08/23/2006versione stampabileprintinvia paginasend



The story of a Serbian mercenary in Iraq
“I can’t say the word pleasure is the one that best describes my job, but it is certainly the one that get closest to what I feel during an action. Sure, the money is important and it’s plenty, too, but it’s more or less what I could earn doing another job”.
 
The profession of war. The person speaking, in an interview given to the serbian daily Blic, is Gabrijel. It’s not his real name, but his battle name. His name as a mercenary. This is Gabrijel’s profession, an ex-soldier of the Jugoslav special forces born in Sarajevo.
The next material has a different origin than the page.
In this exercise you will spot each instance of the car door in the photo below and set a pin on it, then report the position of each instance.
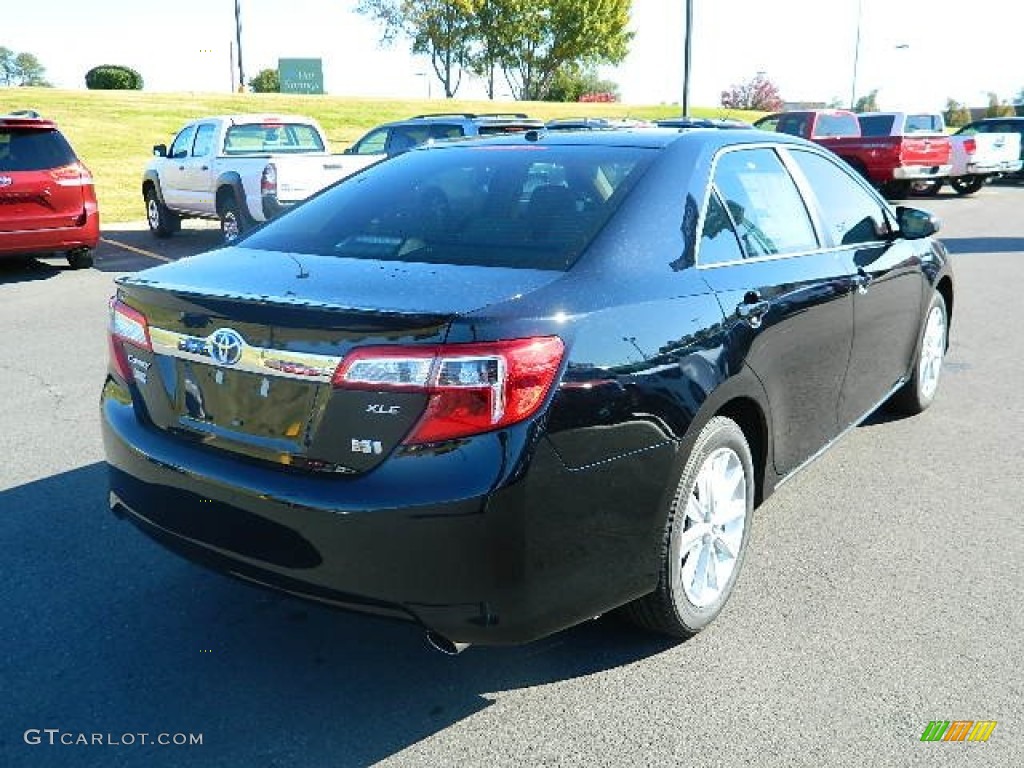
(887, 304)
(198, 180)
(172, 169)
(786, 299)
In the last 4 years of his life he worked in Iraq, as a contractor for some of the many firms that obtained contracts in the tormented arab country after the fall of Saddam Hussein’s regime. A year ago, together with another Serbian who shared with him the period between the Tigris and Eufrates,  he opened a training field in Obrevnac for mercenaries, o for contractors, o for private security guards, as they wish to be called, almost all of them veterans of the Balcan conflict of the Nineties. Serbia doesn’t have a precise legislation in this field, and this allows Gabrijel’s firm to coin gold. “The monthly earnings in a country like Iraq is about 4 thousand Usa dollars for those who escort convoys”, Gabrijel explains, “but it can reach 30 thousand dollars a month for people who act as bodyguards to firm executives. You can reach Iraq in legal or illegal ways. Once I arrived in Baghdad with a credit letter from the firm I worked for which guaranteed a one-month entry visa, but the time after that I entered illegaly from the Turkish frontier, since I knew I only had to reach Baghdad and then I would find a job there. Which is what happened. The most important thing, if you want to go and work in Iraq, is to have stronger  motivations than just money”. Gabrijel explained that he had met  “many people from ex-Jugoslavia: Kosovars, Bosnians, Serbians, Macedonians. Most of them worked for Hulliburton, because we are renowned for being good mechanics. But in logistics the real business is done by Filippines, Sinhalese and Indians. In the end, we prefer security.”
 
War businesses. So war in Iraq is a good business  deal. Both for those who like Gabrijel go there to feel the “pleasure” their job gives them, and for those who only go because finding a job in Serbia is an illusion. The same can be said for the contractors coming from all over the world. But how many contractors are there in Iraq? At the time of the kidnapping of the 4 Italians much was said about this new profession of private fighter, for whom the same definition is used as for the civil clerks attached to troops. How many are the real fighters, those who deal with security, in Iraq? It is impossible to give a precise estimate, since these are private negotiations, but in 2002 the professor Gabriella Pagliani in her essay  The profession of war  calculated that the value of the contracts concerning private contractor societies with stable relation with the Usa administration had reached 170 million dollars, about a third of the gross domestic product of the whole African continent. About a year ago a litigation broke out between Ouster Battles, one of the first private security firms – theirs the contract for Baghdad airport - and the Usa administration. The employees and the regular troops shot at each other. And this is not an isolated episode, since there have been many face-to-face encounters between regular soldiers and mercenaries: according to the regular soldiers, the private soldiers end up by complicating their life. According to the mercenaries, the regular soldiers envy their pay. Whatever the reason, the war in Iraq will also be remembered for the contractors, for having brought among the Iraqis people like Gabrijel, looking for the pleasure their job gives them.